CSCD 434 Lab 3 Google Hacking is Fun
Due: May 2nd

This lab can be done on your own. You basically use Google searches to conduct searches related to sensitive data found on the Web.
You can learn about Google Hacking, also known as Google Dorking, by reading this brief tutorial here, Google Hacking
The search strings have been extracted from a Google Hacking Database (GHD) which can be found here, Google Hacking Database
You can search on the string using the Quick Search bar on the GHD site and run it from the comfort of the Google Hacking Database site.
For each of the following Google search strings: Run the query, find an interesting example and summarize what you found.
Answer the question, "How would a hacker use that query result?"

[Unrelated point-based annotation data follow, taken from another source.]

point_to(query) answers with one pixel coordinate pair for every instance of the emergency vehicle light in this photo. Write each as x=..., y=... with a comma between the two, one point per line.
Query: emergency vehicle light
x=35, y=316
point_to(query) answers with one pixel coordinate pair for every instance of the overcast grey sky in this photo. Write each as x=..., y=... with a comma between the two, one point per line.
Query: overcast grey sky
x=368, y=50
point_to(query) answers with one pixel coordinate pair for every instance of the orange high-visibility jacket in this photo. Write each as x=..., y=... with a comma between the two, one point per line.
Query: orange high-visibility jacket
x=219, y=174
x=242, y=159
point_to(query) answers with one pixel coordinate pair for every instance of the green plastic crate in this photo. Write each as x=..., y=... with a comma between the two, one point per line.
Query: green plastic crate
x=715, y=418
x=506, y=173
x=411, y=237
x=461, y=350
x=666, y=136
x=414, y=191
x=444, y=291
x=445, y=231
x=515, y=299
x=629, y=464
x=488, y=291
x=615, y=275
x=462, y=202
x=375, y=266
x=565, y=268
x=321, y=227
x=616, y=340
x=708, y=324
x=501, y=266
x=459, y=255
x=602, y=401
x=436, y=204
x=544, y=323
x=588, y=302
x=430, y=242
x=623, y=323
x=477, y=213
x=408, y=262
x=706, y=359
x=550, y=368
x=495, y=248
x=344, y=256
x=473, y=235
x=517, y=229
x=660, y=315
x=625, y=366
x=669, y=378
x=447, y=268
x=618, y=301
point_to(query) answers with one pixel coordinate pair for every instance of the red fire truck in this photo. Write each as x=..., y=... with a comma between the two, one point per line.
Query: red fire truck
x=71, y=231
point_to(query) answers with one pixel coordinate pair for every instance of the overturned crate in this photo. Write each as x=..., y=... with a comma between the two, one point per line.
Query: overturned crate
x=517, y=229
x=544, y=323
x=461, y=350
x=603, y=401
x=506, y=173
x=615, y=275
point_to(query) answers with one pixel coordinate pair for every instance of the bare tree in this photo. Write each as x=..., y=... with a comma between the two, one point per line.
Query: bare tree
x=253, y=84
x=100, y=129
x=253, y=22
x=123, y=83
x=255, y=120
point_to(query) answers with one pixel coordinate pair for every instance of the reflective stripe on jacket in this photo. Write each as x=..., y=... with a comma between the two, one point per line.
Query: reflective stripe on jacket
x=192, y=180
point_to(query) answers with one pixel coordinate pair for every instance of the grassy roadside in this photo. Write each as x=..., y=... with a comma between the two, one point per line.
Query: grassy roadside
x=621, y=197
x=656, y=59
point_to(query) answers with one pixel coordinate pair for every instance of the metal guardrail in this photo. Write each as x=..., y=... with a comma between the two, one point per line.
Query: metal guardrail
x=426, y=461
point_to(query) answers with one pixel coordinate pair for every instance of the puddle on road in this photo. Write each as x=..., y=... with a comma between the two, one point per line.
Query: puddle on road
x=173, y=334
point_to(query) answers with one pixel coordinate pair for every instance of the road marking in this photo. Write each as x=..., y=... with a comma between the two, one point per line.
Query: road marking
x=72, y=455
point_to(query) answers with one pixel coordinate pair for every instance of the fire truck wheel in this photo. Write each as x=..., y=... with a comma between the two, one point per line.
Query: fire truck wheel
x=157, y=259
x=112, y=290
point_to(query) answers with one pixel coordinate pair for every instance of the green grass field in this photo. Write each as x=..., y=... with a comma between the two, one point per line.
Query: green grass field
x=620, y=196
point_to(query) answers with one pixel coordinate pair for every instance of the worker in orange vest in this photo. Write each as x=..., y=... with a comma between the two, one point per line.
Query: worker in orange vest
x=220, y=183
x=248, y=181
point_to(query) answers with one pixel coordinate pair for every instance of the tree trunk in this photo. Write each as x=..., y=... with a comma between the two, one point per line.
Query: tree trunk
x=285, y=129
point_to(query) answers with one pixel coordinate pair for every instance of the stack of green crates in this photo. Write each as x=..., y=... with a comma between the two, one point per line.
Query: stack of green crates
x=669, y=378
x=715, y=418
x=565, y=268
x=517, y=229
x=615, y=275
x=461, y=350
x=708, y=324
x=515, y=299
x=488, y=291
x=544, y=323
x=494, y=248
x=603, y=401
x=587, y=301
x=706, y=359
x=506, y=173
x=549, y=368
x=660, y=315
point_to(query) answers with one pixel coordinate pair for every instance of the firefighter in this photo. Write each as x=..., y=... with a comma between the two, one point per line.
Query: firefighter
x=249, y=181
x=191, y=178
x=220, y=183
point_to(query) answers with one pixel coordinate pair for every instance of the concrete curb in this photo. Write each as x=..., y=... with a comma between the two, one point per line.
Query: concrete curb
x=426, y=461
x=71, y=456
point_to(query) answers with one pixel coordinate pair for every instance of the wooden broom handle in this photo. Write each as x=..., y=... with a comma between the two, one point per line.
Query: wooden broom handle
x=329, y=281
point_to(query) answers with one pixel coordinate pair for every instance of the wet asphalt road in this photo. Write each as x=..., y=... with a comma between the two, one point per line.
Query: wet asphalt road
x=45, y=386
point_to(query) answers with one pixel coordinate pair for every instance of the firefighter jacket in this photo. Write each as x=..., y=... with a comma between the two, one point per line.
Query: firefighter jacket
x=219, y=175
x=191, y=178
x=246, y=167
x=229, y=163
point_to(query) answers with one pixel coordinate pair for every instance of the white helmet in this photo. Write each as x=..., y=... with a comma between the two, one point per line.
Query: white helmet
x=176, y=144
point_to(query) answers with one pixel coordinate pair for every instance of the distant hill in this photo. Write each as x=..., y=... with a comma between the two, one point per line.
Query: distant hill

  1. allinurl:mc4wp-debug.log ext:log
  2. inurl:"/my-account-login" | allintext:"My Account"
  3. inurl:pipermail filetype:txt
  4. site:edu admin grades
  5. intitle:admin intitle:login
  6. intitle:index.of home/000~root~000/
  7. Write down and run a query that you create or choose from GHDB
  8. Write down and run a query that you create or choose from GHDB

Turn In
1. Results of running the query, summarized.
2. Answer to the question about "How a hacker would use the info. Brief answer."
3. Put CSCD434 - Lab3 in the subject line and you can turn it in via email.